10 July 2020

IMHO. 'Haikara-san ga tooru' ~ Sasha, malinka and vodka

This is already a symptom and not a coincidence: the in-between animators are modern youngsters, they don't want to to sit in the studio office and slave away until midnight like people did in Ghibli, they want to go home early and have a life.
I'm joking, of course, but here's the result: despite being 'gekijouban', or 'theatrical movie', 'Haikara' is no Ghibli, and the in-between animation is so poor it seems Ranmaru is shaking with convulsions when he's supposed to be performing a traditional Japanese dance, where 'traditional' inevitably means graceful and smooth. Compared to the beautiful, but static backgrounds, moving sprites in less important scenes are just as awful as they were in TV series from 90s with a very limited budget and very limited production time.
I am surely getting repetitive, but how can I pretend I don't see it when I do: Benio is already beyond the first dozen in my list of shoujo Heroines possessing the same traits:
positive and cheerful - check
tomboyish, fights and climbs up trees though she's not supposed to - check
clumsy in everyday life, poor at household chores and bad at studying - check
capable of a profound feeling - check
has at least one or even a whole harem of boys falling in love with her, but choosing her only one - check
finds happiness even after something devastating happens - check
This may be still continued.
There's one more common trait I haven't yet mentioned in the list which is the one that makes me instantly disappointed:
No, you don't have to change your mind and suddenly start doing your best in something you weren't initially interested in every time somebody points out you can't do it.
We must remember that the original manga and TV series were created in 70s when this kind of shoujo was a standard. And while the original TV series may be watched as a specimen of its own kind, the new 'Haikara' is nothing more than a very unskilled attempt to pack a very long manga into a little more than 3 hours, which is the length of 2 movies combined.
Certain moments introducing an element of humour made 'Haikara' watchable, thanks to the level of their absurdity.
However, fun doesn't make up for everything else, and inserting old songs re-recorded as instrumentals does not instantly make the new anime classic.
'Haikara' has probably one of the highest concentration of stereotypes per a unit of time. Not only Benio is that typical shoujo Heroine, but everything that happens to her seems to be taken from some kind of 'how to write a shoujo' manual, and under a condition that anyone who fails to follow the instruction wouldn't be published. Of course, her beloved regains his memory, and of course there's some woman fatally ill or hurt whose side he cannot leave, and of course the Heroine wouldn't want that woman to suffer, so she decides to break up, and of course she pretends she loves another good guy, but of course that's not true, and of course he understands because he's such a good guy, of course another woman conveniently dies and of course a happy ending follows. Wait, I know a story that didn't have that convenient ending. Well, at least something is different in those old shoujos.
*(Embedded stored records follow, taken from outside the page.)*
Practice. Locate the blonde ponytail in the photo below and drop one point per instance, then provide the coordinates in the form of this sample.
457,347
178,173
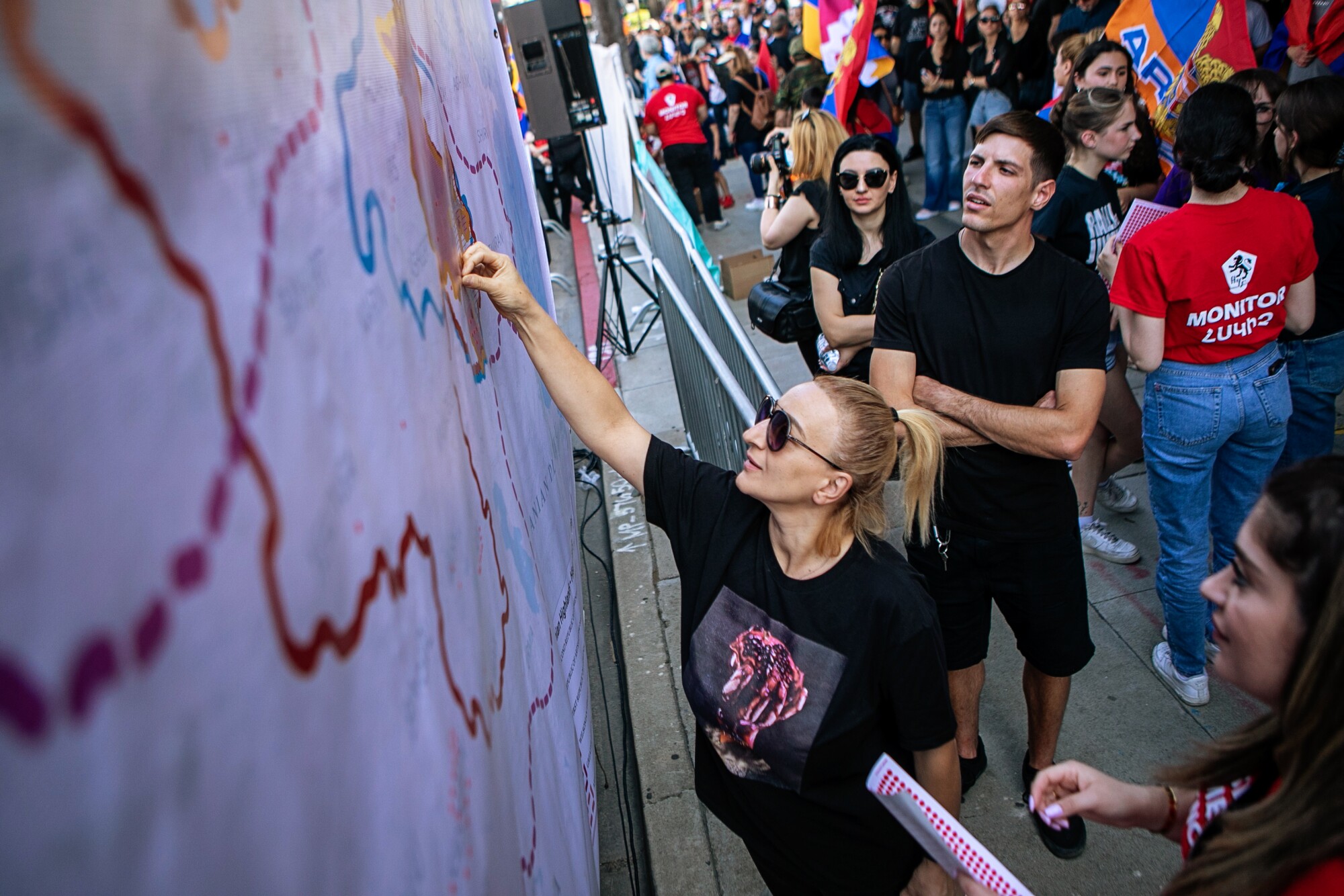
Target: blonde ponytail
921,471
868,451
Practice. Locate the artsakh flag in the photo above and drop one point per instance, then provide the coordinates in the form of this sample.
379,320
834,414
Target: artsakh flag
765,65
1178,46
1327,42
812,29
854,57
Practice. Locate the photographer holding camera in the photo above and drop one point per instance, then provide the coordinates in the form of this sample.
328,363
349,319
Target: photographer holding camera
798,162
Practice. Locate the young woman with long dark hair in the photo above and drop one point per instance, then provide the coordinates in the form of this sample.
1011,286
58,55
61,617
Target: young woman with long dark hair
808,645
1311,142
1205,294
1264,167
1260,811
868,228
1105,64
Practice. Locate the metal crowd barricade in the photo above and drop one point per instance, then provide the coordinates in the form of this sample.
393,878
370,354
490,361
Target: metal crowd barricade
714,408
670,245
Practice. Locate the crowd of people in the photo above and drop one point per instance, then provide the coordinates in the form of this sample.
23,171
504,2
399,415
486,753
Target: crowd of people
991,373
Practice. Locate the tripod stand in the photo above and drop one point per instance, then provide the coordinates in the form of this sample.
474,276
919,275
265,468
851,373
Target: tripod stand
618,332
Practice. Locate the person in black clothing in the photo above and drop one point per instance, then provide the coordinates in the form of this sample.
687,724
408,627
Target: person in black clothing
808,645
1081,221
1105,64
868,229
794,225
991,75
1255,812
1030,37
908,42
569,171
1310,139
1005,339
943,77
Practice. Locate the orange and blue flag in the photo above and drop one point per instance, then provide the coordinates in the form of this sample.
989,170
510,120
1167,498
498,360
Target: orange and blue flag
1177,46
851,62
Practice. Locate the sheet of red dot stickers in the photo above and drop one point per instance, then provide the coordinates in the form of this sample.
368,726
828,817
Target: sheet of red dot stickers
1142,214
941,836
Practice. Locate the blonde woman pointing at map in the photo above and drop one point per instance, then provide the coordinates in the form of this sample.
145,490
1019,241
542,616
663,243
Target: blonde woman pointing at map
808,645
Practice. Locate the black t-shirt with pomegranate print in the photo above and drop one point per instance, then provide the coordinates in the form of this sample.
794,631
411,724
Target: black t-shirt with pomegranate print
799,687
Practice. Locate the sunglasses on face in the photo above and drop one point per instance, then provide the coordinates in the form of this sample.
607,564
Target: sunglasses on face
778,433
876,178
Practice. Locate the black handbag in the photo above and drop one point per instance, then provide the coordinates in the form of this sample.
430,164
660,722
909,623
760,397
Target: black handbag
779,312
Why did you bother at all to hire such nice voice actors, I wonder, Nippon animation? I mean, you didn't give a damn about animation, story, characters even - so why Miyano and Hayami? Kazuya Nakai and Kenta Miyake, voicing the two favourite characters of mine - just because they weren't as predictable and were real fun, were particularly impressive. Others were pretty good too.
My guess is - there was no money left. Maybe you can turn to crowdfunding, dear Nippon animation?
By the way, Vodka again - that hurts. I mean it, stop mentioning it whenever Russia is discussed. It's not funny already. Well, I'm grateful they didn't write ВОЛКА instead.
By the way, there is no such flower as 'malinka', which is an affectionate-diminutive form of 'malina', which stands for 'raspberry' and generally means either berries or the plant itself. I'm actually not sure what kind of raspberry is mentioned here, but there seems to be a smaller kind of raspberry called 'Manchurian' or 'Tibetian'. And even then, it's not the thing that Russians call 'malinka'.
I also doubt a member of aristocracy would be called by his short name Sasha by his aristocrat wife speaking about him to a third party.
And no, they didn't wear thick coats or hats with fur in summer. Even in Irkutsk.